For centuries Afghanistan was a backwater of the sprawling empires of history. Even the Great Game of the 19th century which later triggered the creation of many new states in this region largely ignored this land mass because it had nothing to offer anyone. It was not located on any of the trade routes of contiguous continents. It was landlocked, lacked an agricultural economy and offered no raw materials which could be exploited for imperialist purposes.
Left to fend for itself, Afghanistan’s multi-national tribal mosaic remained inimical to the rapid development of modern state structures. Under the shadow of the USSR, however, a beginning was made by the tribal monarchy in the 1950s. But the deepening cold war put paid to that. Convinced that the Soviets would eventually use Kabul as a stepping stone to the ‘warm waters’ of the Arabian sea and threaten its Middle Eastern oil, the US buttressed the countries in the crescent of containment — Turkey, Iran and Pakistan — and focussed on a new, Greater Game to contain the Soviet bear in Afghanistan.
In consequence, Raza Pahlavi’s overtures to President Daud coupled with Henry Kissinger’s visit to Kabul in 1976 with offers of aid created the perfect backdrop for the Soviet-inspired coup in 1978 which was followed by direct military intervention. The eruption of the Iranian revolution which deposed the Pahlavi policeman in the region only made the situation more desperate for the US.
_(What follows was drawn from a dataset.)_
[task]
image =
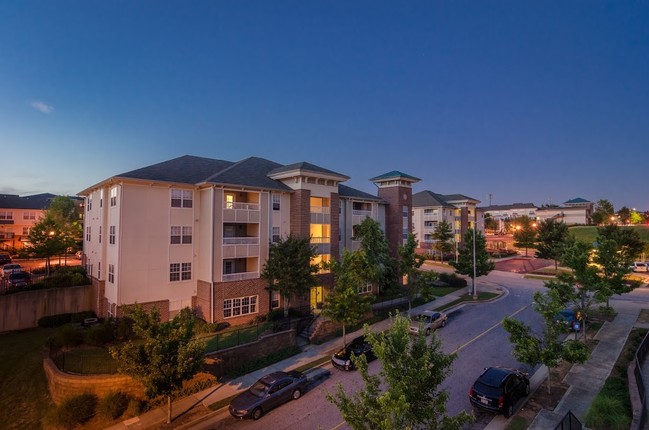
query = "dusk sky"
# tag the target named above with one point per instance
(529, 101)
Zia ul Haq’s longevity was thus immediately assured. A rag-tag band of Afghans was cobbled to create a resistance, fueled by the most ambitious pipeline of arms and funds the Western allies and ever assembled in recent decades. The doubly-threatened oil rich states of the Middle-East, led by Saudi Arabia, were also nudged to pitch in for the greater glory of the Islamic Ummah’s ‘jehad’ against the infidels.
With the demise of communism and the end of ideology, the Greater Game is now over. But the ‘Jihad’ is apparently alive and kicking. Consequently there may be no respite for the Afghan state — it seems fated to be the victim of an ‘Islamic Game’ at the hands of opportunistic neighbours and squabbling internal factions.
The recent agreement on Negative Symmetry between the US and USSR will end the supply of military and economic aid by both superpowers to the warring Afghan protagonists. Clearly, the logic of this development — by making war more difficult — is to strengthen the efforts of the United Nations to affect a negotiated, peaceful solution acceptable to all vested interests in the Afghan conflict.
But there is another, more powerful, logic in contention. According to this, now is the moment to continue politics by other means — war — because the Saudis and the Pakistanis are not bound by the accord on Negative Symmetry to withhold assistance to the Afghan mujahideen. By militarily backing their favourites among the mujahideen, these powers say they should be able to secure a decisive edge over a relatively handicapped Najibullah and oust him from power. Accordingly, a military offensive to capture Gardez is already underway with the objective of provoking rebellion in Kabul.
This is a dangerous move. Chances are that, as in the past, a divided resistance may fail to capture Gardez. But even if the capture of Gardez acts as a catalyst to provoke a successful coup d’etat against Najibullah, we might ask ourselves: where do we go from there? To the negotiating table with a transitional regime in Kabul which is willing to talk to the United Nations on its terms? Most probably not. In the flush of victory and the scramble for power and territory, it is more than likely that the proponents of war will be recklessly spurred on to try and take Kabul.
Such a military strategy would undoubtedly derail the UN’s peace plans by sowing greater discord among the already fractious Afghan groups jealous of Messrs Hekmatyar & Co. It would also terminate Mr Akram Zaki’s painstaking Tripartite initiatives.
Neither Iran nor the other Afghan commanders, especially the powerful group led by Ahmad Shah Masoud in the north will countenance the capture of Kabul by the forces of Messrs Hekmatyar & Co. And Afghanistan will mot likely be partitioned among a number of warlords backed by ambitious neighbours like Iran, Pakistan and Soviet Muslim republic of Kazakhistan. In a new civil war, the enfeebled Afghan state may then disintegrate with a violence which will make Lebanese passions look like child’s play.
If Afghanistan is to survive as a country, its people must be given a reasonable chance to establish a new state structure according to the tribal pluralism of its society. Peace, not war, is a prerequisite for that. That is why Pakistan should exclusively support the Tripartite approach under the umbrella of the United Nations as the only way out.